Inefficient code generation for named tuple returns
Closed this issue · 1 comments
The following "mktuple()" functions produce very different code. Notice the repeated and unproductive make_tuple(...)
invocations for each of the offsets for the named variants. Large named tuples cause unnecessary compile and runtime overhead. With bytes elements, this likely involves many unnecessary memory allocations and memcpy
calls.
module Test;
function named_mktuple(p: point): tuple<x: uint8, y: uint8, z: uint8> {
return (p.x, p.y, p.z);
}
function unnamed_mktuple(p: point): tuple<uint8, uint8, uint8> {
return (p.x, p.y, p.z);
}
public type point = unit {
x: uint8;
y: uint8;
z: uint8;
on %done {
print named_mktuple(self);
print unnamed_mktuple(self);
}
};
static auto __hlt::Test::unnamed_mktuple(const ::hilti::rt::ValueReference<__hlt::Test::point>& p)

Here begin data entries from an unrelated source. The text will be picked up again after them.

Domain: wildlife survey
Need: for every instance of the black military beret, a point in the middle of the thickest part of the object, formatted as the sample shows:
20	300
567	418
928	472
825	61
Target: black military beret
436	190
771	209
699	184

-> std::tuple<::hilti::rt::integer::safe<uint8_t>, ::hilti::rt::integer::safe<uint8_t>,
::hilti::rt::integer::safe<uint8_t>> {
::hilti::rt::detail::checkStack();
__location__("tuple-return.spicy:8:3");
return std::make_tuple(::hilti::rt::optional::value((*p).x), ::hilti::rt::optional::value((*p).y),
::hilti::rt::optional::value((*p).z));
}
static auto __hlt::Test::named_mktuple(const ::hilti::rt::ValueReference<__hlt::Test::point>& p)

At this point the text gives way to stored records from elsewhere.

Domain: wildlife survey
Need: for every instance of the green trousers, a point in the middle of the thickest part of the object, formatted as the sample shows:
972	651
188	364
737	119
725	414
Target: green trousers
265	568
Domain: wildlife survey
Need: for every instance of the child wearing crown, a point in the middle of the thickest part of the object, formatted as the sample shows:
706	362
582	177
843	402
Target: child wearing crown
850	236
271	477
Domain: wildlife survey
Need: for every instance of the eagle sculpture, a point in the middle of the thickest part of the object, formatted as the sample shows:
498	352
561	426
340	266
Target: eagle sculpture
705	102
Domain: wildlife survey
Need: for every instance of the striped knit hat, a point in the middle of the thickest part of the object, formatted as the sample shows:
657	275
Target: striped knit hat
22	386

-> std::tuple<::hilti::rt::integer::safe<uint8_t>, ::hilti::rt::integer::safe<uint8_t>,
::hilti::rt::integer::safe<uint8_t>> {
::hilti::rt::detail::checkStack();
__location__("tuple-return.spicy:4:3");
return std::make_tuple(std::get<0>(std::make_tuple(::hilti::rt::optional::value((*p).x),
::hilti::rt::optional::value((*p).y),
::hilti::rt::optional::value((*p).z))),
std::get<1>(std::make_tuple(::hilti::rt::optional::value((*p).x),
::hilti::rt::optional::value((*p).y),
::hilti::rt::optional::value((*p).z))),
std::get<2>(std::make_tuple(::hilti::rt::optional::value((*p).x),
::hilti::rt::optional::value((*p).y),
::hilti::rt::optional::value((*p).z))));
}
Thanks for the ticket! This is due to the codegen currently not handling temporary tuple efficiently (which for function return values is probably a main use case),
spicy/hilti/toolchain/src/compiler/codegen/coercions.cc
Lines 166 to 170 in 19de277
As a workaround one could declare a local variable with the tuple with individual fields casted to the correct type and return that. This would avoid the overhead of creating each tuple element from a full tuple and instead create it from a single value.